For banks, it is regulatory paranoia, among other reasons. Regulators have cracked down on international money transfers as evidence that terrorists and drug traffickers have used the bank route to launder money has surfaced. Consequently, banks are being made fully accountable for international monetary transactions through their channels. They have been required to increase surveillance, closely monitor such transactions both virtually as well as manually, and implement foolproof systems to track and record the end use of transferred funds. And for banks, it is just too much effort for too little pay.
Most banks learned their lesson after paying crippling penalties for their involvement in cases of money laundering in the garb of international money transfer businesses. But now banks have jumped to the other end of the spectrum, deciding to roll back money transfer services, thus affecting genuine transfers made by immigrants working in the U.S. to their families living in other countries. According to Fortune, the cost of sending and receiving money to families through non-banking channels could jump up five times in the absence of the banks.

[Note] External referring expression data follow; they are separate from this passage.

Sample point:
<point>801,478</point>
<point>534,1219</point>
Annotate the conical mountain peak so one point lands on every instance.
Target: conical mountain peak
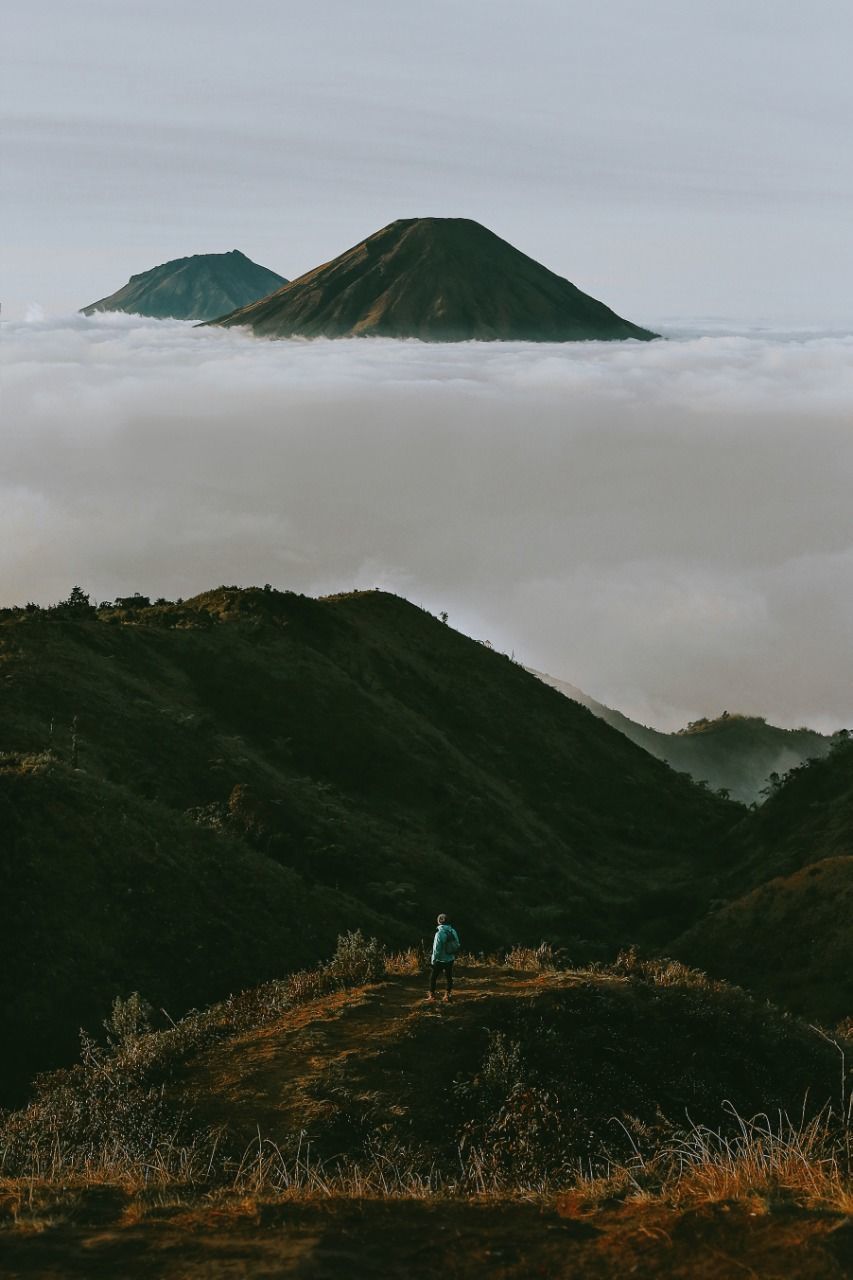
<point>439,279</point>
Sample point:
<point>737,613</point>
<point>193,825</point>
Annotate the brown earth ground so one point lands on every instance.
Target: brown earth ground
<point>282,1077</point>
<point>442,1240</point>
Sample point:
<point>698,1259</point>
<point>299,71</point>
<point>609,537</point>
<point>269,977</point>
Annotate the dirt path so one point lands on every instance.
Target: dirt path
<point>282,1078</point>
<point>409,1240</point>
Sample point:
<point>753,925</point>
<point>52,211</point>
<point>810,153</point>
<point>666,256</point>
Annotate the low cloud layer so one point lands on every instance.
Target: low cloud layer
<point>666,526</point>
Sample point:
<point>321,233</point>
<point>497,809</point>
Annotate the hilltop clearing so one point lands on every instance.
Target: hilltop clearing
<point>439,279</point>
<point>347,757</point>
<point>536,1125</point>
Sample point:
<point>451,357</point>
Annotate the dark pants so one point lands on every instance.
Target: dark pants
<point>445,967</point>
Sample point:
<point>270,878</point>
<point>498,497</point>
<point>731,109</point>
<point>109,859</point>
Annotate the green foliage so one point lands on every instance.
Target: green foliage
<point>356,960</point>
<point>128,1020</point>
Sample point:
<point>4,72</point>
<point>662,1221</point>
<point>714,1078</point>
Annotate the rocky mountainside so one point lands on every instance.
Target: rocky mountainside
<point>439,279</point>
<point>200,795</point>
<point>733,753</point>
<point>192,288</point>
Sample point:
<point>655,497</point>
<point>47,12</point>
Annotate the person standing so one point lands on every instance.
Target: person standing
<point>446,947</point>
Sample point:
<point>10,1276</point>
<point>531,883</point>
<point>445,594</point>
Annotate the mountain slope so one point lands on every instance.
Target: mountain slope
<point>734,753</point>
<point>785,928</point>
<point>381,766</point>
<point>192,288</point>
<point>439,279</point>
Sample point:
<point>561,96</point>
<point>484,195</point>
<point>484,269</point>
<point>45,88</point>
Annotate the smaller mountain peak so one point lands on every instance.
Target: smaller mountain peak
<point>196,287</point>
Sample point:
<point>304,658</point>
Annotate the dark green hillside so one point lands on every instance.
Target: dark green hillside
<point>731,753</point>
<point>308,750</point>
<point>105,894</point>
<point>438,279</point>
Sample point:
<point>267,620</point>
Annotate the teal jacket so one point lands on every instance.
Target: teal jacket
<point>441,951</point>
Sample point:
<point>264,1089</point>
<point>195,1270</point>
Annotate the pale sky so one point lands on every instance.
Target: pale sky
<point>665,525</point>
<point>673,159</point>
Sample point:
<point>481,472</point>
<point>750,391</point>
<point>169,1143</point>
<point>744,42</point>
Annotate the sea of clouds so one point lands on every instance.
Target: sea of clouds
<point>666,525</point>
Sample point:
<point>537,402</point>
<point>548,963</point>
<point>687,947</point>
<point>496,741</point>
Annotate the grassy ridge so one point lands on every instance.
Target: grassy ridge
<point>222,785</point>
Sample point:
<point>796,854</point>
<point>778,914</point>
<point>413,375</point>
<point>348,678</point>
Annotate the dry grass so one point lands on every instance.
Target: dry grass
<point>532,959</point>
<point>806,1162</point>
<point>770,1165</point>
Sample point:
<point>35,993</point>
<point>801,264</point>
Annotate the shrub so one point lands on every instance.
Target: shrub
<point>128,1020</point>
<point>356,960</point>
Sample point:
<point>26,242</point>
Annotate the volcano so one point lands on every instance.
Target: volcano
<point>439,279</point>
<point>192,288</point>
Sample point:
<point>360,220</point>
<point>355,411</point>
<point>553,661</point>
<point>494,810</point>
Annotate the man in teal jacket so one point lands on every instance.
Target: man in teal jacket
<point>446,947</point>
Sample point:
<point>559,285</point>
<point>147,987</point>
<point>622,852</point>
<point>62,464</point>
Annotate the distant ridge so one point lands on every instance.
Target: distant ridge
<point>439,279</point>
<point>735,753</point>
<point>192,288</point>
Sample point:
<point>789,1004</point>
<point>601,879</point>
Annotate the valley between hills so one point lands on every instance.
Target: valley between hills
<point>227,826</point>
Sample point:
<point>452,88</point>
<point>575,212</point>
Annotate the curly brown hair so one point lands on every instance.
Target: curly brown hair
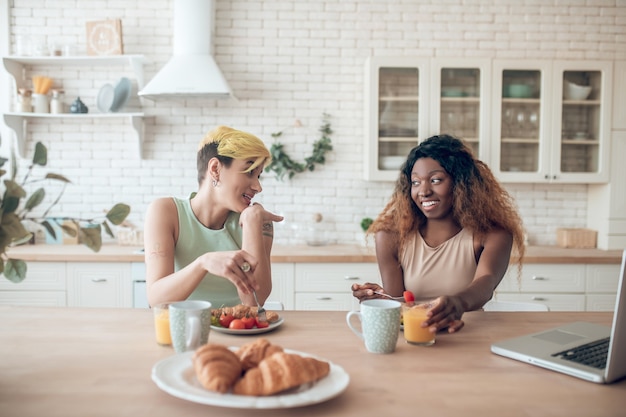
<point>480,203</point>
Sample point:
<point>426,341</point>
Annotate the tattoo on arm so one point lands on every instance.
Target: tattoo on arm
<point>268,229</point>
<point>156,252</point>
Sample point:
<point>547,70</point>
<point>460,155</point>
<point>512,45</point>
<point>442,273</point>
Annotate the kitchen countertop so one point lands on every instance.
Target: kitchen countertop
<point>97,362</point>
<point>298,254</point>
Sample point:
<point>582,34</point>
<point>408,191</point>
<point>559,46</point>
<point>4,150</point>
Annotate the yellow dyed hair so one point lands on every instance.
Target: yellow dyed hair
<point>226,144</point>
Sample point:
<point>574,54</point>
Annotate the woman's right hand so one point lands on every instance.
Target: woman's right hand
<point>230,265</point>
<point>366,291</point>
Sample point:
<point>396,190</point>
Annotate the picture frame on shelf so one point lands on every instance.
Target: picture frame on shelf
<point>104,37</point>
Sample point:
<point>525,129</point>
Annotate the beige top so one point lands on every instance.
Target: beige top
<point>443,270</point>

JPMorgan stopped its Rapid Cash program in November for fear of regulatory reprimand. For its money transfer services, JPMorgan had partnered with Banorte, a large Mexican bank. But the problem, as reported by The New York Times, was that many people picking up remittances in Mexico sent from Chase branches in the United States were not customers of Banorte, making it more difficult to monitor them. In January, JPMorgan agreed to pay $1.7 billion to clear itself of charges that it failed to have effective anti-money laundering controls.
Last year, Bank of America suspended SafeSend, claimed to be one of the cheapest ways for immigrants to send money to Mexico. In May this year, the Securities and Exchange Commission launched a probe to examine claims that Bank of America was not doing enough to check the identities of its clients at its brokerage arm.
Yet another bank that has faced flack for letting through suspicious social elements to launder money is Citigroup. Last year, the Federal Reserve announced an enforcement action against concerns that anti-money laundering checks and balances were lax at Banamax USA, a Citigroup affiliate. Citigroup’s Banamax has shut down unit branches in Texas, California, and Arizona that catered to Mexicans living in the United States and stopped most remittances to Mexico, according to The New York Times. British lender HSBC, which paid $1.9 billion in penalties in 2012 for money laundering charges, has also reportedly stopped remittance services at its Mexican branches.
But it seems rather difficult to believe that regulatory fear of compliance alone can dissuade banks from the money transfer business or, for that matter, any type of business. Another reason for banks shutting down these services is stiff competition from standalone money transfer companies, poor profitability, and a squeeze in margins as cost of remitting money abroad has radically come down. According to a World Bank report published in June, the average cost of sending money from the United States in the second quarter of 2014 was 5.78 percent of the sum sent, down from an average of 7.21 percent about five years ago.
Be it for regulatory reasons or lack of profitability, banks exiting the money transfer business will give almost monopolistic powers to cash transfer companies, and this may hurt immigrants living on the margins and make it far more difficult for them to send money home.